Lucía Gracia Lasheras
Maestra. Voluntaria del Equipo de Educación.
Hay lugares que no se olvidan, aunque la distancia y el tiempo se empeñen en alejarlos. Lugares que se quedan dentro porque nos transforman, porque en ellos sentimos que damos y al mismo tiempo recibimos mucho más de lo que esperamos. Para mí, Hushé es uno de esos lugares. Una aldea perdida entre montañas inmensas de Pakistán donde se carece de casi todo lo material, pero donde la vida se mide en gestos sencillos y en sonrisas auténticas. Allí volví este verano, por segunda vez, con la ilusión de reencontrarme con su gente y con la certeza de que cada día vivido con ellos sería una experiencia sorprendente.

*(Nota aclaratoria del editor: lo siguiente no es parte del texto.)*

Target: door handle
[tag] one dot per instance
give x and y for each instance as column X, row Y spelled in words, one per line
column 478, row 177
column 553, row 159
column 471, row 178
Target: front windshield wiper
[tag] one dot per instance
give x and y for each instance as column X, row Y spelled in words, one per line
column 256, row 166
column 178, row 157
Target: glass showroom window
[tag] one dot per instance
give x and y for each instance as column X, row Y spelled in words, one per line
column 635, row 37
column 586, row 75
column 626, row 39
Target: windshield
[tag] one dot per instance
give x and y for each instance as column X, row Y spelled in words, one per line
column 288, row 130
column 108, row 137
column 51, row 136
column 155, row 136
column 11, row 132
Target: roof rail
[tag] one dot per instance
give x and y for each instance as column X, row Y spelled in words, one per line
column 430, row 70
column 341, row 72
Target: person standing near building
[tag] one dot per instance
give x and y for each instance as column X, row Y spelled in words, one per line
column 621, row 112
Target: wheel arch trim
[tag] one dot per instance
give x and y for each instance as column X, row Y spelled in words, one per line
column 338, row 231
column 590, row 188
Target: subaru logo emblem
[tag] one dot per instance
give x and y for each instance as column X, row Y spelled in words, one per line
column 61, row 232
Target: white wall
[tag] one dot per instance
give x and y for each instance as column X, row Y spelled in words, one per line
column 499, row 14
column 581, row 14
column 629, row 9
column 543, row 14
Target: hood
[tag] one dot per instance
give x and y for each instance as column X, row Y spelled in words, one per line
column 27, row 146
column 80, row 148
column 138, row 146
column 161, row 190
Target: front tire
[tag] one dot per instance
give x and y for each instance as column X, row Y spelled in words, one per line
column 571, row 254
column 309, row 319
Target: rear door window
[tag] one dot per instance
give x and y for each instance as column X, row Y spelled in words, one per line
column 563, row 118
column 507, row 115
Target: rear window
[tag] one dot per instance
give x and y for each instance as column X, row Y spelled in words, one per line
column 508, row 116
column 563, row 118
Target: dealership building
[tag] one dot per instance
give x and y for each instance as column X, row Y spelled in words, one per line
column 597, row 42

La ilusión se convirtió en realidad, en dieciocho días intensos, dedicados a compartir mi tiempo con los habitantes de la aldea y, sobre todo, con los niños y niñas de sus escuelas.
He vuelto a Hushé tras teminar mis estudios, siendo maestra, y por eso lo vivido es doblemente bonito. En el equipo de trabajo teníamos como tarea realizar actividades con los más pequeños, una especie de colonias. Las mañanas las pasábamos en los colegios de Infantil y Primaria cantando, haciendo manualidades y jugando. Eran actividades sencillas, pero los niños las vivían con tanta ilusión que se transformaban en algo muy especial. Por las tardes, el patio se llenaba de vida con partidos de fútbol, voleibol o juegos que llevábamos preparados desde España. La risa y la complicidad hacían que, sin importar el idioma, siempre nos entendiéramos.
La experiencia ha sido intensa, dura a ratos, pero al mismo tiempo muy enriquecedora. Hemos tenido la suerte de formar un buen equipo con los compañeros y compañeras voluntarios y eso lo ha hecho aún más bonito. Entre todos surgió la complicidad y la unión que hizo que cada reto fuera más llevadero y que cada momento se disfrutara mucho más. En esa energía compartida descubrí también que la generosidad se multiplica cuando no la vives solo, sino en compañía.
Al hacer el equipaje para volver a casa tras dieciocho días, me di cuenta de que el petate pesaba menos, llevaba menos cosas, pero mi corazón estaba lleno. Volvía con la sensación de haber sembrado pequeñas semillas de alegría en un rincón del mundo, y con la suerte de haber recogido mucho más de lo que podía imaginar: miradas que hablan, sonrisas que permanecen y una satisfacción enorme de haber formado parte de algo auténtico.